Medo e Delírio em Las Vegas
"Deixa eu explicar pra você de um jeito bem simples. A gente tá procurando o Sonho Americano. Falaram pra nós que ele tá aqui por perto... Bem, a gente tá aqui atrás dele, porque nos mandaram vir lá de São Franciso pra fazer isso. Pra encontrar o sonho. É por isso que nos deram esse Cadillac branco. Acham que assim talvez fique mais fácil de encontrar..."
Finalmente sai no Brasil Medo e Delírio em Las Vegas, a obra-prima de Hunter Thompson, em que ele e seu advogado samoano vão à cidade dos cassinos tentar entender, através de corridas de motos no deserto e convenções policiais sobre drogas, o que aconteceu com a América.
Mas a impressão que temos é que antes de a viagem começar eles já conheciam a resposta. Sabiam que o país tinha perdido sua última chance. Em 71, ano em que o livro foi escrito, Jimi Hendrix e Janis Joplin já estavam mortos, deixando Nixon e o Vietnã em seu lugar. Com isso o que de fato acontece é que Thompson e seu companheiro nem ao menos tentam fazer alguma investigação, mas decidem aproveitar a viagem para fazer uma declaração. Eles enxergam exatamente a mesma coisa que Robert Crumb, mas ao invés de se tornarem críticos distantes e cínicos como ele, optam pela posição contrária, a assimilação e o confronto direto com o "inimigo".

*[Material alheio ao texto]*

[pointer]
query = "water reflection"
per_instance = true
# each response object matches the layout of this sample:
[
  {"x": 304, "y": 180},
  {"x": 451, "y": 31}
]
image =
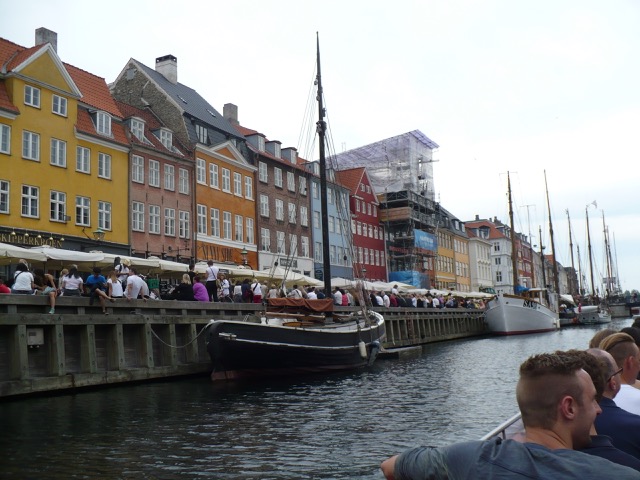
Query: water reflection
[{"x": 338, "y": 426}]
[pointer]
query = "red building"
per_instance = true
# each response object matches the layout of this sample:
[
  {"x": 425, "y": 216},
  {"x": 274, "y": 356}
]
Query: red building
[{"x": 369, "y": 258}]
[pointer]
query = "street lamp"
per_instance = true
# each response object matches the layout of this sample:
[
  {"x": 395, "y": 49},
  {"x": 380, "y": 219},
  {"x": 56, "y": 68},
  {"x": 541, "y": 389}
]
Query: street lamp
[{"x": 98, "y": 235}]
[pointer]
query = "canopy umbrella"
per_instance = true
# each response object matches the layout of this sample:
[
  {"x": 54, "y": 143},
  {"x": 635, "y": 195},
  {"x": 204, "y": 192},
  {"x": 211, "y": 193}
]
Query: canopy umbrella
[{"x": 12, "y": 254}]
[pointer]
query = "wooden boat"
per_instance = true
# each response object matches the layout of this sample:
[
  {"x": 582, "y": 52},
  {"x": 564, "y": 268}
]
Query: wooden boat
[{"x": 296, "y": 336}]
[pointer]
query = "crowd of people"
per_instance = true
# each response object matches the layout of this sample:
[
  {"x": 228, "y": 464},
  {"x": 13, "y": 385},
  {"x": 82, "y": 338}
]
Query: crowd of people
[{"x": 581, "y": 415}]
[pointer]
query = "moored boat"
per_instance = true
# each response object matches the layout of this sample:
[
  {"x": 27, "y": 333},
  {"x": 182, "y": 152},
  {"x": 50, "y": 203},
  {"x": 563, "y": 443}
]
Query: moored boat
[{"x": 280, "y": 344}]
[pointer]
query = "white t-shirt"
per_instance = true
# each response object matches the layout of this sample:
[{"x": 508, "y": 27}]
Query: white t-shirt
[
  {"x": 22, "y": 281},
  {"x": 116, "y": 288}
]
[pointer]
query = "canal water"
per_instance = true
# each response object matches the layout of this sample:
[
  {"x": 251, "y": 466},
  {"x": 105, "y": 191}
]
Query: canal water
[{"x": 320, "y": 427}]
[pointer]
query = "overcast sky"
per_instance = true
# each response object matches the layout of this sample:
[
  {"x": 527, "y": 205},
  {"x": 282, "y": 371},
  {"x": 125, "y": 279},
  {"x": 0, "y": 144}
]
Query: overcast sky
[{"x": 500, "y": 85}]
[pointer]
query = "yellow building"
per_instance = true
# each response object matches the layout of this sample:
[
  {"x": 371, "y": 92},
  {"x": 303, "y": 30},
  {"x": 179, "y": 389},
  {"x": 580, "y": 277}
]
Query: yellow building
[{"x": 63, "y": 153}]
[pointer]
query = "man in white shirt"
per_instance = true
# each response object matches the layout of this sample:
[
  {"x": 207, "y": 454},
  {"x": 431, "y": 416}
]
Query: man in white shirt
[
  {"x": 135, "y": 285},
  {"x": 624, "y": 350}
]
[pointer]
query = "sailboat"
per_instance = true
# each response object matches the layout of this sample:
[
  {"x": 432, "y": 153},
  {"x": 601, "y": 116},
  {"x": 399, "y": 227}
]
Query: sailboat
[
  {"x": 526, "y": 310},
  {"x": 297, "y": 336}
]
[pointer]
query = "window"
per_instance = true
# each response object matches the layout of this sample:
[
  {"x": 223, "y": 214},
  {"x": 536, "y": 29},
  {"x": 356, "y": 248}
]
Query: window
[
  {"x": 265, "y": 240},
  {"x": 184, "y": 219},
  {"x": 5, "y": 138},
  {"x": 169, "y": 177},
  {"x": 250, "y": 235},
  {"x": 103, "y": 123},
  {"x": 83, "y": 213},
  {"x": 154, "y": 219},
  {"x": 58, "y": 152},
  {"x": 57, "y": 206},
  {"x": 200, "y": 171},
  {"x": 4, "y": 196},
  {"x": 239, "y": 230},
  {"x": 226, "y": 180},
  {"x": 279, "y": 210},
  {"x": 183, "y": 181},
  {"x": 166, "y": 138},
  {"x": 32, "y": 96},
  {"x": 137, "y": 169},
  {"x": 59, "y": 105},
  {"x": 104, "y": 215},
  {"x": 202, "y": 134},
  {"x": 248, "y": 188},
  {"x": 291, "y": 181},
  {"x": 137, "y": 128},
  {"x": 264, "y": 205},
  {"x": 170, "y": 222},
  {"x": 226, "y": 225},
  {"x": 104, "y": 165},
  {"x": 30, "y": 145},
  {"x": 280, "y": 246},
  {"x": 214, "y": 178},
  {"x": 262, "y": 172},
  {"x": 137, "y": 217},
  {"x": 154, "y": 173},
  {"x": 215, "y": 222},
  {"x": 237, "y": 184},
  {"x": 83, "y": 163},
  {"x": 292, "y": 212},
  {"x": 201, "y": 211}
]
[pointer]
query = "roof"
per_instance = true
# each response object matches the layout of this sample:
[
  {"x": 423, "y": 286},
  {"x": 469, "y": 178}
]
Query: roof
[{"x": 191, "y": 102}]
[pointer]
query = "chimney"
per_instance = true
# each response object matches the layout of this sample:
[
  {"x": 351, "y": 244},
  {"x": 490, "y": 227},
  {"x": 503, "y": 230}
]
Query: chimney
[
  {"x": 230, "y": 112},
  {"x": 44, "y": 36},
  {"x": 167, "y": 66}
]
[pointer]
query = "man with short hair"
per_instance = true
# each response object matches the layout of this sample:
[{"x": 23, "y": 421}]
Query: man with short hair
[
  {"x": 624, "y": 350},
  {"x": 557, "y": 400}
]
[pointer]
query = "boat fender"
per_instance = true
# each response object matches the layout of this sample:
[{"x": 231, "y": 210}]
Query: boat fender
[{"x": 363, "y": 349}]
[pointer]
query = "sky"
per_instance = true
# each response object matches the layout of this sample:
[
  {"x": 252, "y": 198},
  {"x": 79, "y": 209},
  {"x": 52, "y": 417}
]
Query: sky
[{"x": 501, "y": 85}]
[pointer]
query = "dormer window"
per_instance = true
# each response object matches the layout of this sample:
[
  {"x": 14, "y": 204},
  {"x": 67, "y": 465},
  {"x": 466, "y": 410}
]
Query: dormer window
[
  {"x": 103, "y": 123},
  {"x": 137, "y": 128},
  {"x": 166, "y": 137}
]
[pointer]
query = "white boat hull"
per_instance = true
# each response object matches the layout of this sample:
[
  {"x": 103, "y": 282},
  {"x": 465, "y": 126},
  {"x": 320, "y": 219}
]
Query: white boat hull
[{"x": 515, "y": 315}]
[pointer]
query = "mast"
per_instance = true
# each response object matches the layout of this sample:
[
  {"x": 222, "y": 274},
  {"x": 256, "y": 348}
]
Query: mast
[
  {"x": 556, "y": 283},
  {"x": 544, "y": 270},
  {"x": 573, "y": 289},
  {"x": 322, "y": 130},
  {"x": 514, "y": 254},
  {"x": 593, "y": 289}
]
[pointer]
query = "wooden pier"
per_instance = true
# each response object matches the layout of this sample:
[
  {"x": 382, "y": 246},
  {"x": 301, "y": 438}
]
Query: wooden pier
[{"x": 79, "y": 346}]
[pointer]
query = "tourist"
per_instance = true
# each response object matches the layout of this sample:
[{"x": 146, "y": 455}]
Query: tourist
[
  {"x": 23, "y": 283},
  {"x": 72, "y": 283},
  {"x": 114, "y": 286},
  {"x": 557, "y": 399},
  {"x": 184, "y": 290},
  {"x": 621, "y": 426},
  {"x": 212, "y": 284},
  {"x": 97, "y": 285},
  {"x": 200, "y": 291},
  {"x": 135, "y": 285},
  {"x": 256, "y": 291},
  {"x": 225, "y": 286},
  {"x": 624, "y": 350},
  {"x": 46, "y": 284}
]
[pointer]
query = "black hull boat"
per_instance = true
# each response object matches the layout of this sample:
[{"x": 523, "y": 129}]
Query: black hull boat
[{"x": 284, "y": 344}]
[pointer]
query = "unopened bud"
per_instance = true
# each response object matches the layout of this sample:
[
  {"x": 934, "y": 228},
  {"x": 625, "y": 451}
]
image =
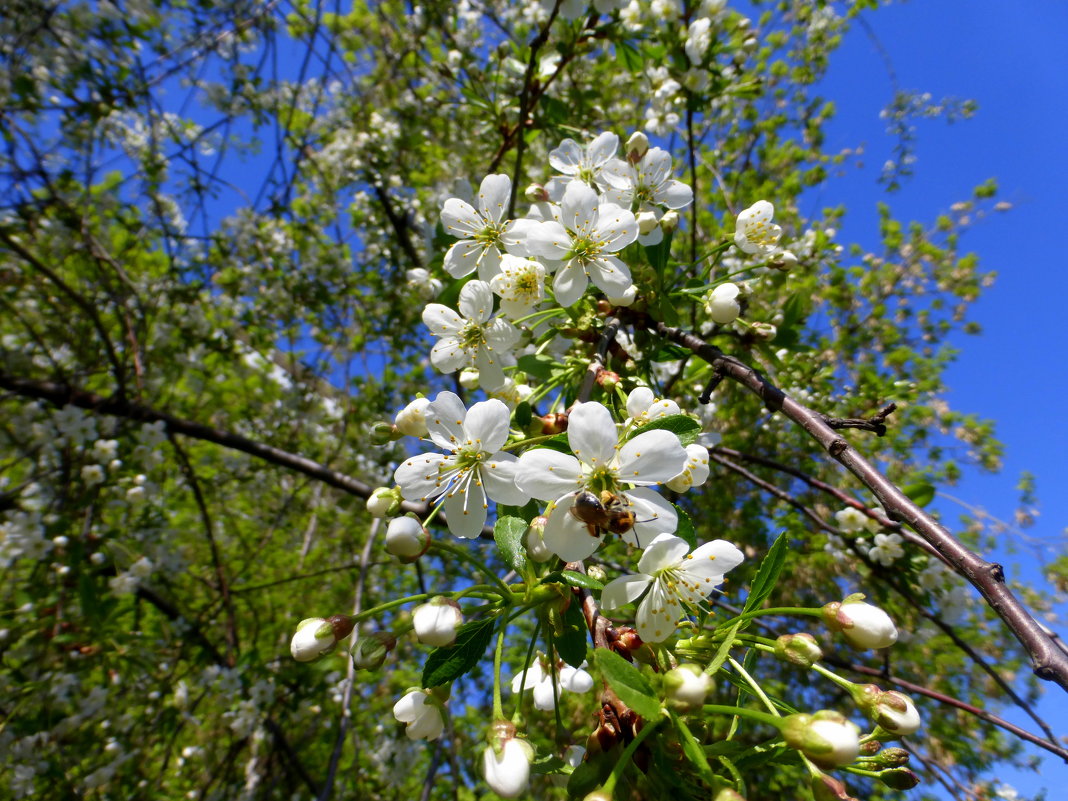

Ambos se entopem de todos os tipos de drogas imagináveis e passam a apavorar corretos cidadãos americanos, arranjar brigas com garçons e destruir carros e quartos de hotel, como que dizendo "se é isso que vocês querem é isso que vão ter". No fim, a coisa toda se torna uma jornada destrutiva que parece adiantar em alguns anos o No Future formalizado no final daquela década. O Doutor Thompson questiona:
"Ah, que perda de tempo. Memórias dolorosas e flashbacks horrendos, dirigindo por entre as brumas do tempo na Stanyan Street... relembrar não faz sentido e não proporciona nenhum conforto aos que restaram. A questão, como sempre, é - e agora...?"Curioso é que o livro não tem um tom pesado, não é uma daquelas narrativas sobre drogas e corrupção que pregam o apocalipse. Muito pelo contrário, toda a loucura é desejada e induzida pelos próprios protagonistas. Parece que à sua maneira eles experimentam a transição explicada por David Harvey (Condição Pós-Moderna):
"O modernismo dedicava-se muito à busca de futuros melhores, mesmo que a frustração perpétua desse alvo levasse à paranóia. Mas o pós-modernismo tipicamente descarta essa possibilidade ao concentrar-se nas circunstâncias esquizofrênicas induzidas pela fragmentação e por todas as instabilidades (inclusive as lingüísticas) que nos impedem até mesmo de representar coerentemente, para não falar de conceber estratégias para produzir, algum futuro radicalmente diferente."É como se constatassem que o sonho havia definitivamente acabado e testassem de forma inocente e desesperada, através da alteração química de seus estados mentais, como seria a vida após isso, intuitivamente entendendo a idéia apresentada em O Anti-Édipo:
"Um esquizofrênico passeando é um modelo melhor que um neurótico deitado no divã do analista. Uma respirada de ar fresco, uma relação com o mundo exterior."